RETROSCENA ZIDANE - «Lo incontravo ogni tanto la sera, rientrando a casa dal ristorante, in piazza Carlo Alberto. Erano le dieci e lui era lì che giocava a pallone con amici algerini, a volte senza scarpe. Gli dicevo: “Zizou, ma che fai! Rischi di farti male!”. E lui: “Tranquillo, mister, sto con amici”. Quello per lui era importante, gli amici, anche se era un big mondiale».
CAMPO E PANCHINA - «Proprio così. Da tecnici rispecchiano il loro “io” calciatore. Zizou aveva una grande capacità: comunicava senza parlare tanto. Bastava un gesto. Mi sembra sia lo stesso in panchina, mi ricorda Pirlo. Antonio era un generoso e dava tutto in ogni situazione. Anche in allenamento. Se qualcuno rischiava a “rilassarsi”, era il primo a urlare: “Ehi, qui si corre tutti!...”».
CONTE - «Come una batteria che si carica da sola e dà energia agli altri. Era il capitano, i tifosi gli dedicavano i cori, s’infortunò. Doveva star fuori a lungo. Nello stesso periodo Del Piero aveva qualche problema: non riusciva a dare il meglio. Una sera, parlando con Peruzzi, venne fuori un’idea: e se gli dessimo la fascia? Improvvisamente responsabilizzato, Ale ritornò grande. E quando Antonio recuperò dall’infortunio gli spiegai: “Non ti ho tolto la fascia, ho solo aiutato Ale, adesso gliela lascerei”. E lui: “Nessun problema”. Ma gli spiaceva, e si capiva. Non poteva essere diversamente».
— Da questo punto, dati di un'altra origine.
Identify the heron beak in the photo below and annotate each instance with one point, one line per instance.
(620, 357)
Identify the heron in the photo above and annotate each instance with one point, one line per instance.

ZIDANE - «No, era molto concentrato, ci teneva sempre a far bene. Ha avuto un momento difficile all’inizio, quando non riusciva a giocare come voleva. Venne da me un po’ affranto: “Mister, non riesco a esprimermi, forse è meglio che me ne vada”. Lo guardai e gli dissi: “Ma sei impazzito? Ti assicuro una cosa: finché sarò allenatore della Juve tu giocherai sempre!”. Si mise a ridere, ci stringemmo la mano, quella domenica segnò due gol. Non si fermò più».